An additional 30 companies have been designated today pursuant to Executive Orders 13067 and 13412 because they are owned or controlled by the Government of Sudan. These orders permit the imposition of economic sanctions on the Sudanese government for its continued support for international terrorism, ongoing efforts to destabilize neighboring governments, and human rights violations – in particular with respect to the conflict in Darfur. The United States first imposed sanctions on the Government of Sudan in 1997.
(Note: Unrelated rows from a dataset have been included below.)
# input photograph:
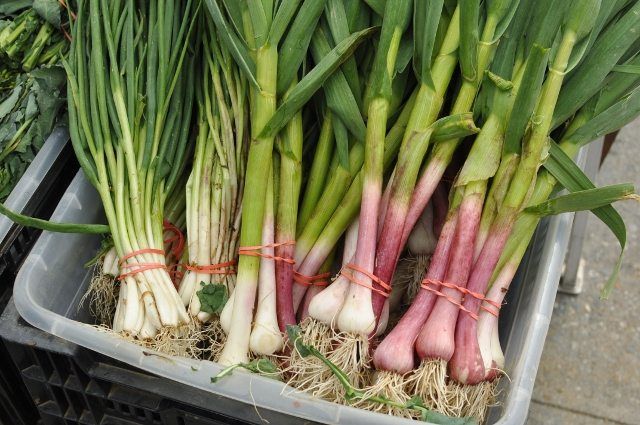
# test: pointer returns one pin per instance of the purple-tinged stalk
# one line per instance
(396, 351)
(436, 338)
(467, 365)
(326, 305)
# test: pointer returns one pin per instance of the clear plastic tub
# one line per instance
(52, 281)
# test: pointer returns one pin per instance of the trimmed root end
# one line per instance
(429, 382)
(419, 269)
(350, 352)
(102, 296)
(185, 340)
(309, 374)
(392, 386)
(214, 339)
(477, 399)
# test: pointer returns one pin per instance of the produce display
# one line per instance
(32, 95)
(338, 193)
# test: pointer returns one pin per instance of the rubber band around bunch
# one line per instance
(139, 267)
(226, 268)
(385, 288)
(481, 297)
(254, 251)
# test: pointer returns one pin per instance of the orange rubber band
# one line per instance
(254, 251)
(465, 292)
(139, 267)
(317, 280)
(386, 289)
(220, 268)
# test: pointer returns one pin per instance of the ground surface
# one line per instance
(590, 369)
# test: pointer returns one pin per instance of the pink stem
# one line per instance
(467, 365)
(396, 353)
(440, 208)
(284, 284)
(303, 310)
(400, 215)
(436, 339)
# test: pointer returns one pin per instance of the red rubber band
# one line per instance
(220, 268)
(386, 289)
(254, 251)
(317, 280)
(139, 267)
(465, 292)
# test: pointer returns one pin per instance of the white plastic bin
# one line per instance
(52, 281)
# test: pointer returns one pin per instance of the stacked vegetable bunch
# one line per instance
(31, 85)
(298, 139)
"These companies have supplied cash to the Bashir regime, enabling it to purchase arms and further fuel the fighting in Darfur," added Paulson. "By denying these companies access to the U.S. and international financial system, we will make it harder for the Government of Sudan to pursue its deadly agenda."

Among the companies designated in today's action are GIAD Industrial City, which has supplied armored vehicles to the Sudanese government for military operations in Darfur; Sudatel, the national telecommunications company; and five firms in the petrochemical sector, including Advanced Petroleum Company, RAM Energy Company, Bashaier, Hi-Tech Petroleum Group, and Hi-Tech Chemicals.

As a result of Treasury's designations, any assets these individuals and entities may have that are within U.S. jurisdiction must be frozen, and U.S. persons are prohibited from transacting or doing business with them.

The United States, the single largest international donor of humanitarian assistance to Sudan, has called for an end to the fighting in Darfur and for those responsible for crimes and atrocities to be brought to justice. In particular, the United States, along with the international community, is concerned about recent attacks on humanitarian workers in Darfur.

The United States continues to push for a peaceful political solution that will end the violence in Darfur and allow refugees and displaced persons to return to their homes.